Открытие памятника стало событием местного значения, на нем присутствовали комсомольские и партийные представители не выше областного уровня. Значительно больший резонанс имело появление симфонической поэмы Юрия Балашкина «Павлик Морозов»{328}. Кроме того, в следующем, 1955 году Павлику присвоили звание «Героя-пионера Советского Союза» и занесли его имя в Книгу Почета, учрежденную по решению XII съезда ВЛКСМ, состоявшегося в марте 1954-го{329}. Этот высокий статус был закреплен статьей о детях-героях, опубликованной в журнале «Вожатый» в 1956 году. Он свидетельствовал о возрождении образа Павлика 1930-х, который «не дрогнув» предал своего отца{330}. К сорокалетнему юбилею Пионерской организации, отмечавшемуся в мае 1962-го, появились еще несколько важных публикаций, среди них «Песня о Павлике Морозове» Петра Градова и Леонида Бакалова{331}, а также антология «Павлик Морозов», опубликованная свердловским издательством, на родине героя[218]. С небольшой задержкой отметило юбилей и новое издание книги Губарева, вышедшее в 1963 году дважды, тиражами по 150 000 экземпляров. На год раньше издательство «Советский композитор» выпустило трехактную оперу Михаила Красева «Павлик Морозов», впервые поставленную Ансамблем советской оперы в 1953-м[219].

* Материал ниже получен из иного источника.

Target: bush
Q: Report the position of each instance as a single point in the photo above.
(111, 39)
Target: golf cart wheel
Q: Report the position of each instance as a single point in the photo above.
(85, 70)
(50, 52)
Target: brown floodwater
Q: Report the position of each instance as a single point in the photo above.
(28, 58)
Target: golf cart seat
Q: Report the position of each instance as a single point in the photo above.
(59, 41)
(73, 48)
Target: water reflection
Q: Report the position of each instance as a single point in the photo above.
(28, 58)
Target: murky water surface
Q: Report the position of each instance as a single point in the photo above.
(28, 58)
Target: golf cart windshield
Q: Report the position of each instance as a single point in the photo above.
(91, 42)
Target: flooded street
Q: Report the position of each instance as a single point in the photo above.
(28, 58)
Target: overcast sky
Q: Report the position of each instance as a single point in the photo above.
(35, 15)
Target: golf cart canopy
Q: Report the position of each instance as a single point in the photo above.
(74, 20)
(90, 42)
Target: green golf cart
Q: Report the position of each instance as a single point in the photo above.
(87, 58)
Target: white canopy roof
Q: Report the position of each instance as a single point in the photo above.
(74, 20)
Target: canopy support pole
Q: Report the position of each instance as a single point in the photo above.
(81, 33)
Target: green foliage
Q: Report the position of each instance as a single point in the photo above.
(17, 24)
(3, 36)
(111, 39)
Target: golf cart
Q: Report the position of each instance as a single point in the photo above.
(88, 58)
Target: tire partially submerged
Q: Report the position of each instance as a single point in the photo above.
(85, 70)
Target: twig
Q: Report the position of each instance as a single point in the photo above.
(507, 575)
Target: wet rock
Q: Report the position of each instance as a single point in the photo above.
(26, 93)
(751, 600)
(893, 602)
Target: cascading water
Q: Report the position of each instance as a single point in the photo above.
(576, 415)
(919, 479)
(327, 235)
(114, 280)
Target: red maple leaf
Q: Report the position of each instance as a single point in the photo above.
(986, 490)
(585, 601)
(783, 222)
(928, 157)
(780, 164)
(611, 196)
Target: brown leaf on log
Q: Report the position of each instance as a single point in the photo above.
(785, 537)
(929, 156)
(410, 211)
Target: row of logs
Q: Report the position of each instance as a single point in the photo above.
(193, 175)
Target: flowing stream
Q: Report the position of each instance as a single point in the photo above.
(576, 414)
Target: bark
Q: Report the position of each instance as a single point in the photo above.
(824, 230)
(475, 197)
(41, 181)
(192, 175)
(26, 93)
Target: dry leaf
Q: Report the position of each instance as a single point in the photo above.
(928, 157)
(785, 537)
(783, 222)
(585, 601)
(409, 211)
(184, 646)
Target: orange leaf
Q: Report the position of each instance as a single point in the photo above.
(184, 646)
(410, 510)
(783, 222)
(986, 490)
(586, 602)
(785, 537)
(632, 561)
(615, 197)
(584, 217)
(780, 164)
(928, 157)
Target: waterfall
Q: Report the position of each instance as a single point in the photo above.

В это же время Степан Щипачев переписал свою поэму «Павлик Морозов», чтобы удалить из нее все упоминания Сталина и сделать из Павлика менее монументальную фигуру. Для осуществления двух этих задач автор вырезал сцену, в которой Павлик на суде разоблачает отца, и придал конфликту более личное, общечеловеческое звучание. Пассаж о межпоколенческих отношениях, изначально присутствовавший в сцене суда, также был вырезан и вставлен во вторую часть поэмы «Мать и Отец»:
Отец —
Дорогое слово:
В нем нежность, в нем и суровость.
В версии 1950 года тема отца у Щипачева обозначена со всей определенностью: «Сталину совершая / Всей жизни своей поворот, / Любовь свою выражает / Этим словом народ» (т.е. словом «отец»). В новом варианте разногласия Павлика с отцом превращаются в абстрактный конфликт поколений, широко представленный в советской детской литературе и журналистике того времени[220].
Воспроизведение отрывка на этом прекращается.